Single by LL Cool J

from the album Bigger and Deffer
- B-side: "My Rhyme Ain't Done"
- Released: July 13, 1987
- Recorded: 1987
- Genre: Hip hop soul
- Length: 5:23
- Label: Def Jam; Columbia; CBS;
- Songwriters: James Smith; L.A. Posse;
- Producers: LL Cool J; L.A. Posse;

LL Cool J singles chronology
| "I'm Bad" (1987) | "I Need Love" (1987) | "Going Back to Cali" (1988) |

Music video
- "I Need Love" on YouTube

= I Need Love =

1987 single by LL Cool J

"I Need Love" is the second single from LL Cool J's second album, Bigger and Deffer. The single reached number 1 on the Hot Black Singles and number 14 on the Billboard Hot 100 while becoming one of the first rap songs to enjoy mainstream popularity in the UK, rising to number 8 in the UK Singles Chart. The single won a Soul Train Music Award for Best Rap Single in 1988 Soul Train Music Awards. The song was listed as number 13 on About.com's Top 100 Rap Songs.

==Track listing==
A-side
1. "I Need Love" – 5:23

B-side
1. "I Need Love" (edit) – 4:15
2. "My Rhyme Ain't Done" – 3:45

==Charts==

===Weekly charts===

Weekly chart performance for "I Need Love"
| Chart (1987) | Peak position |
|---|---|
| Austria (Ö3 Austria Top 40) | 13 |
| Belgium (Ultratop 50 Flanders) | 6 |
| Ireland (IRMA) | 10 |
| Netherlands (Dutch Top 40) | 3 |
| Netherlands (Single Top 100) | 3 |
| Switzerland (Schweizer Hitparade) | 6 |
| UK Singles (Official Charts) | 8 |
| US Billboard Hot 100 | 14 |
| US Billboard Hot Black Singles | 1 |
| West Germany (GfK) | 6 |

===Year-end charts===

1987 year-end chart performance for "I Need Love"
| Chart (1987) | Position |
|---|---|
| Belgium (Ultratop Flanders) | 63 |
| Netherlands (Dutch Top 40) | 33 |
| Netherlands (Single Top 100) | 29 |
| UK Singles (OCC) | 97 |
| US Hot Crossover Singles (Billboard) | 17 |

==Covers and samples==
The music, both melody and beats, were lifted from an instrumental by Brooklyn songwriter Jayson Dyall entitled "Zoraida's Heartbeat" which was written and recorded in 1984. This song, along with other songs on a cassette tape of several raw recordings by Jayson Dyall, was presented to LL Cool J by an associate, who met Dyall through a music classifieds ad in early 1986 and told him he could get LL to listen to his music. Dyall never received any acknowledgment from LL Cool J or Def Jam Records for originally writing the music for this song.

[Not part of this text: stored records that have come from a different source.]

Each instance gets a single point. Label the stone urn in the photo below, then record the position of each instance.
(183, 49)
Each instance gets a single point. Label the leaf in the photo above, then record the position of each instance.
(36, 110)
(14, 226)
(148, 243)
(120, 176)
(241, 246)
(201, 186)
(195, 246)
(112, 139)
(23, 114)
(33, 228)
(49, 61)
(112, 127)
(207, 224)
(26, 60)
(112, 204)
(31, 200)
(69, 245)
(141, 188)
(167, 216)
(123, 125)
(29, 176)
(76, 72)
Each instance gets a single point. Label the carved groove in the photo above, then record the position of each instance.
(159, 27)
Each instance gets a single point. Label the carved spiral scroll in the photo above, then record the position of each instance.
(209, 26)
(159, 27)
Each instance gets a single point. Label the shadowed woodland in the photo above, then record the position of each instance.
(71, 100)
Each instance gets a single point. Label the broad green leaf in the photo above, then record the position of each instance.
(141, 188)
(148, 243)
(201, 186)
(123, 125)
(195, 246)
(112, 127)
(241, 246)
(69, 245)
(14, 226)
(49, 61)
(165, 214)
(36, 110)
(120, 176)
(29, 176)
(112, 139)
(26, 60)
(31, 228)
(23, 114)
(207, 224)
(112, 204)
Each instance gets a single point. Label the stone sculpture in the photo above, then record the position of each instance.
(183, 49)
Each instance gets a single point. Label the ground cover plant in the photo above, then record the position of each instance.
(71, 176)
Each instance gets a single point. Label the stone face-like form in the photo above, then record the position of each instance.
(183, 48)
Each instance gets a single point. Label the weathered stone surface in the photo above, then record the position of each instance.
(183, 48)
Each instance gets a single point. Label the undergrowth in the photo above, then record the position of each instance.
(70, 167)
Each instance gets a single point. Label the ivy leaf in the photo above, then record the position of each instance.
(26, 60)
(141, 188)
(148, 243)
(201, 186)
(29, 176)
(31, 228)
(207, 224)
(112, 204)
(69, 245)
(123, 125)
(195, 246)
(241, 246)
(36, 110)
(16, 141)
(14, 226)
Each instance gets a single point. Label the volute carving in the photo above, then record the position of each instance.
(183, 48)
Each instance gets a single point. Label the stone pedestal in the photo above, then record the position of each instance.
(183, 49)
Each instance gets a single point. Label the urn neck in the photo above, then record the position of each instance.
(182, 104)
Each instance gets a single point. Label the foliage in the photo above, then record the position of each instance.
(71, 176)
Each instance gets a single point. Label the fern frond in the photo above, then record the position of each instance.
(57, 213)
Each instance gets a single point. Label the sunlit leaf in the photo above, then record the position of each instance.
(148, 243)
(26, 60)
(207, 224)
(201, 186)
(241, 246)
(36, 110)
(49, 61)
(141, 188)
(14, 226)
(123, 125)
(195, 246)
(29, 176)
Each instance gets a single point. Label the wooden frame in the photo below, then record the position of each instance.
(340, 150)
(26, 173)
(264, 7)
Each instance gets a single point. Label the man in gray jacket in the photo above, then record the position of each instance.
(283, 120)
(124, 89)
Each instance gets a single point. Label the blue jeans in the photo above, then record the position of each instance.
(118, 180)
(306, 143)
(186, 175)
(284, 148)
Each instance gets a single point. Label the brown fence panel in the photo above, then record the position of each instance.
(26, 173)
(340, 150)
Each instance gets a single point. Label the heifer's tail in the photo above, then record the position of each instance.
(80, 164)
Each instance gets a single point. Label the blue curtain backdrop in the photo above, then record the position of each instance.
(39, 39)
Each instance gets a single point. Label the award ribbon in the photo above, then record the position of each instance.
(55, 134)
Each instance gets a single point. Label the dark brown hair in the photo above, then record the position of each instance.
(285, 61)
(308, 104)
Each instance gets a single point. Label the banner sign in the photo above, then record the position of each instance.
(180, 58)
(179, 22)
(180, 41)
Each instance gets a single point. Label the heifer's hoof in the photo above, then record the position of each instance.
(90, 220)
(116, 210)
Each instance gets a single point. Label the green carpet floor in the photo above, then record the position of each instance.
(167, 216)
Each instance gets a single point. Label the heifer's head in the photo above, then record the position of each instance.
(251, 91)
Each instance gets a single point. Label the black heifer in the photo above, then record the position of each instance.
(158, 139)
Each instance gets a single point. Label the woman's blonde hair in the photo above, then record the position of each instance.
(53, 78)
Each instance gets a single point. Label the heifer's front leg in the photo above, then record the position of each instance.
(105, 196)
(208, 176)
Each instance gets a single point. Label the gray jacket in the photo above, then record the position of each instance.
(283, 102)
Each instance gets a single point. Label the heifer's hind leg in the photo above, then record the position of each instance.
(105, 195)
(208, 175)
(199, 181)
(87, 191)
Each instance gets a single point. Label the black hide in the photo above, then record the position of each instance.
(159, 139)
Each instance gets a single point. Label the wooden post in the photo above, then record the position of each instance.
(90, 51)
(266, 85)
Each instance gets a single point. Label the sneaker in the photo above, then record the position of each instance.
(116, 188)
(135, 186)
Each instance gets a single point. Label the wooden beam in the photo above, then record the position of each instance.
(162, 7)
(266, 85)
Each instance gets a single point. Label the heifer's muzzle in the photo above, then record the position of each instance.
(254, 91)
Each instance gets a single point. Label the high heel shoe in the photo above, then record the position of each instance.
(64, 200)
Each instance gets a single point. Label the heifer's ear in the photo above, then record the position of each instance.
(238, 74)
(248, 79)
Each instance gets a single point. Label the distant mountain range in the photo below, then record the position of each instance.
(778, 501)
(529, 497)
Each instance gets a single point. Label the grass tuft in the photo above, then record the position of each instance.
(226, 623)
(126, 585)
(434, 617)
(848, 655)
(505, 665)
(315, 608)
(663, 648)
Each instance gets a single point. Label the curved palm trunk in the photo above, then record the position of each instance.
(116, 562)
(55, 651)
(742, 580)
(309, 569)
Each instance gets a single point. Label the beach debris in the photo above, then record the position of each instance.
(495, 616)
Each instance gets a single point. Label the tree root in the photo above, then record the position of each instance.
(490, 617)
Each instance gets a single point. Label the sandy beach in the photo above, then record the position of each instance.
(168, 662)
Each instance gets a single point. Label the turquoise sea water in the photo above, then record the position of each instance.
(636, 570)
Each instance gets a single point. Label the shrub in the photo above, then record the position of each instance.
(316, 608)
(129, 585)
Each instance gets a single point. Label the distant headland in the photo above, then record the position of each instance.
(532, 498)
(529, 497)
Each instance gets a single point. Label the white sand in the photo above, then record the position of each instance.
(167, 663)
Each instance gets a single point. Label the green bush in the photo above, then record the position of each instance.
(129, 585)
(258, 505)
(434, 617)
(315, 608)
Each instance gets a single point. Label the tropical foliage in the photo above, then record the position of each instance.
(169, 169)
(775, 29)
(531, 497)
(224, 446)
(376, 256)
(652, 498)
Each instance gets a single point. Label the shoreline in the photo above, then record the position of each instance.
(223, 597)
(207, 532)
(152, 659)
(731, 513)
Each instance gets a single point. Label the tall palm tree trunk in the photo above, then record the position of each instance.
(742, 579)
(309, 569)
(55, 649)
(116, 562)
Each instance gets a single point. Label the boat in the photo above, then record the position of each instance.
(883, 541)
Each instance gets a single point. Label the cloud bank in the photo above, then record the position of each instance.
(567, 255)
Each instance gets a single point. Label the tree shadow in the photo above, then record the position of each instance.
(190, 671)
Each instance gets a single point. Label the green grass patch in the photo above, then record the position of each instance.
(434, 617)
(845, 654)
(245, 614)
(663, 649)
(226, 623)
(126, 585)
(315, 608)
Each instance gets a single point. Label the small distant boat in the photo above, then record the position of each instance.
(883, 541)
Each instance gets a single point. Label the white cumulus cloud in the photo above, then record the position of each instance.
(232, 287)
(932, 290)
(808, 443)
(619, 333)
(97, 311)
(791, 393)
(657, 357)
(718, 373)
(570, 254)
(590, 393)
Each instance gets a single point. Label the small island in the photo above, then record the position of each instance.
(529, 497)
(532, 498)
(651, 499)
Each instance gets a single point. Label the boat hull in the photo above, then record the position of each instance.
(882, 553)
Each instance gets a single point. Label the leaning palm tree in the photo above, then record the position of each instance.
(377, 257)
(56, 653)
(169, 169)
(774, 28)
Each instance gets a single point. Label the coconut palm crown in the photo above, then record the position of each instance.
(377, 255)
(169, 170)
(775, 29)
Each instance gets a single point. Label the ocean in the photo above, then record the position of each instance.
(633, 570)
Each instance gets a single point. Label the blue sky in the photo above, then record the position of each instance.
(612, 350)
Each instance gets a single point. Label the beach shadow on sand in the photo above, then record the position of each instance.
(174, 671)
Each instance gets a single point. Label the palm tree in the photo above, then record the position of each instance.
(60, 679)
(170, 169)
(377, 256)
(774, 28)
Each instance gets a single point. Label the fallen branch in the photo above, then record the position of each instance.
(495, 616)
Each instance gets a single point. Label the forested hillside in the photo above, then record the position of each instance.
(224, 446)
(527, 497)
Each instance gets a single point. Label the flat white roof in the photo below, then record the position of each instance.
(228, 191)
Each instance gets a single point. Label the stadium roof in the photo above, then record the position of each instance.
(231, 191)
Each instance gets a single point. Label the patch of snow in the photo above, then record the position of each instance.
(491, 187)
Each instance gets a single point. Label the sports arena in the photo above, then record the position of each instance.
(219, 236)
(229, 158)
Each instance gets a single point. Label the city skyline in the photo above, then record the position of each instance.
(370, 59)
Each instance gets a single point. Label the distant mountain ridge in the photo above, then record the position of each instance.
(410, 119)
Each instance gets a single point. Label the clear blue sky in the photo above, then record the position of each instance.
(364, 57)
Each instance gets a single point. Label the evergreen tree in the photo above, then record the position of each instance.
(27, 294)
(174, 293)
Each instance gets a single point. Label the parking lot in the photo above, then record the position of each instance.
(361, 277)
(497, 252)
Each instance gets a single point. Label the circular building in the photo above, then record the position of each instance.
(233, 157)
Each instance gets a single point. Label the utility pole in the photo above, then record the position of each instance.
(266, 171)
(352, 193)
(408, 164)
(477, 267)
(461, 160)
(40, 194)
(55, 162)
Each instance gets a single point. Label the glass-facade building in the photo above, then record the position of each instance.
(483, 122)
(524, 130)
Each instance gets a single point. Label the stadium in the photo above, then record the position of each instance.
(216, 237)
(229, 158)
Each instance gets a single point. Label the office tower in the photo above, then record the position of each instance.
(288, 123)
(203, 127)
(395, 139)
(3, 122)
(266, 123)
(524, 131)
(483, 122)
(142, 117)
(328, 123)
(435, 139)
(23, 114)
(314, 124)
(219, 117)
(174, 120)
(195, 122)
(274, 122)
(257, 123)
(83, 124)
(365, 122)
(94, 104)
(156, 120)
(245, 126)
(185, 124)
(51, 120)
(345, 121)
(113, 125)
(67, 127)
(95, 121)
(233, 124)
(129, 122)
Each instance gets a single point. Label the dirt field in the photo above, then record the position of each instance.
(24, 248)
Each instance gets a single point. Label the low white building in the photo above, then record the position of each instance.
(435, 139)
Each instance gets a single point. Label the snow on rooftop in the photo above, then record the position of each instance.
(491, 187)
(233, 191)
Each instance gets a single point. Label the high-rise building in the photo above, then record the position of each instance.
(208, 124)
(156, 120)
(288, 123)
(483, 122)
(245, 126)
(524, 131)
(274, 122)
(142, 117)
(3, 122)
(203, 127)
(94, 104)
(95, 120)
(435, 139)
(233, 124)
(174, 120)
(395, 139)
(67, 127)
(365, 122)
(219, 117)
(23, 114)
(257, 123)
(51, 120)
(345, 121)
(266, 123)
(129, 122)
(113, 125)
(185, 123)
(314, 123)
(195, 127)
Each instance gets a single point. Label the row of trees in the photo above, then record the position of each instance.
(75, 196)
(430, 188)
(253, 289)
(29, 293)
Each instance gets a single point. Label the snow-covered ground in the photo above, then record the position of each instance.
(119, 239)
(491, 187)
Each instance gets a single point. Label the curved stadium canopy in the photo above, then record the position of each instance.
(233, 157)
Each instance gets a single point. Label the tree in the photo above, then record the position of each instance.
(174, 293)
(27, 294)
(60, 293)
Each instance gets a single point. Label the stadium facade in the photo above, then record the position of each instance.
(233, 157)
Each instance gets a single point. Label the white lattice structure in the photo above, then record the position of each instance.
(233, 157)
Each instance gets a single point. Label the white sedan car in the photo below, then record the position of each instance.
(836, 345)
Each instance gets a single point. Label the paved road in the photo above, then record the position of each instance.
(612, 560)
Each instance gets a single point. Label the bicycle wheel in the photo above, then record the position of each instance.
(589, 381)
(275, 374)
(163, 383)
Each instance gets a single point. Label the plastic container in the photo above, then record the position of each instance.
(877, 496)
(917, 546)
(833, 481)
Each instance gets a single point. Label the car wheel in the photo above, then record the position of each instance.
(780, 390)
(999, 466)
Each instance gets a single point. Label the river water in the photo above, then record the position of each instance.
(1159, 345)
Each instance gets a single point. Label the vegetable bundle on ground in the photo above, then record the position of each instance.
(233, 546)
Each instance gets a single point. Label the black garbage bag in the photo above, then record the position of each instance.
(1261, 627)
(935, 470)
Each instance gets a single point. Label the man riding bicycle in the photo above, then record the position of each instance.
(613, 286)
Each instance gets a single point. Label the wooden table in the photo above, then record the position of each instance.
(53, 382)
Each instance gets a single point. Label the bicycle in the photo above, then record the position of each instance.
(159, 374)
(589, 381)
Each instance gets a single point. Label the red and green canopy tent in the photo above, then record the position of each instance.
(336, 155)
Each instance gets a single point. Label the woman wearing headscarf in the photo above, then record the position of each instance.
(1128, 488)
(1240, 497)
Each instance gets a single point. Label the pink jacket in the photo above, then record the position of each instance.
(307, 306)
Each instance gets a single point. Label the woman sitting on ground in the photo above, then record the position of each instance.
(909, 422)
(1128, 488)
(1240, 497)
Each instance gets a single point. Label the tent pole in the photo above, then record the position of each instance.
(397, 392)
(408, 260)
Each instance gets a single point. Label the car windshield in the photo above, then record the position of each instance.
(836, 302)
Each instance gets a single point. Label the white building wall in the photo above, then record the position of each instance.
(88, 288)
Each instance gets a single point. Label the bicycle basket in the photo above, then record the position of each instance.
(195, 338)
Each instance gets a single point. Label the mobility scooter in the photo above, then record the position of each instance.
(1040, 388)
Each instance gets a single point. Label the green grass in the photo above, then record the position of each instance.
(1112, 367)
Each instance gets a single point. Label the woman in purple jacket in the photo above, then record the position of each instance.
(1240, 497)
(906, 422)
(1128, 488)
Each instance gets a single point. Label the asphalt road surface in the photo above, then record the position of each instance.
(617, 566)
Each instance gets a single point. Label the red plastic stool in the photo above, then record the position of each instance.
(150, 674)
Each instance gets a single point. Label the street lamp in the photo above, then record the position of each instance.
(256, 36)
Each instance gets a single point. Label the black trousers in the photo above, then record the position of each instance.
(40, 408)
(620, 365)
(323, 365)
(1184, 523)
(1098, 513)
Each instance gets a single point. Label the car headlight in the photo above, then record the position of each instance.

- Irish singer-songwriter Luka Bloom recorded a cover version of the song on his 1992 album The Acoustic Motorbike.
- R&B group Blaque sampled the song on their track "Don't Go Looking for Love", which originally appeared on their 1999 self-titled debut album.
- Rapper Necro used the beat on his song "I Need Drugs", which was released on his 2000 album, I Need Drugs.
- Master P sampled this song on his single "I Need Dubs", featuring son Romeo, on his 2005 album Ghetto Bill.
- Amanda Blank sampled the song on "A Love Song" from her 2009 album I Love You.
- Krizz Kaliko copied lyrics of the song for the first few lines of his song "Anxiety", on his debut album Vitiligo by saying, "When I'm alone in my room, sometimes I stare at the wall/And in the back of my mind, I hear my conscious call/Telling me I need a gun."
- Yo Gotti sampled the song on his single "Let's Vibe" featuring Pleasure P.
- Rick Ross interpolated the lyrics on the single "Aston Martin Music" featuring Drake and Chrisette Michele from his 2010 album Teflon Don.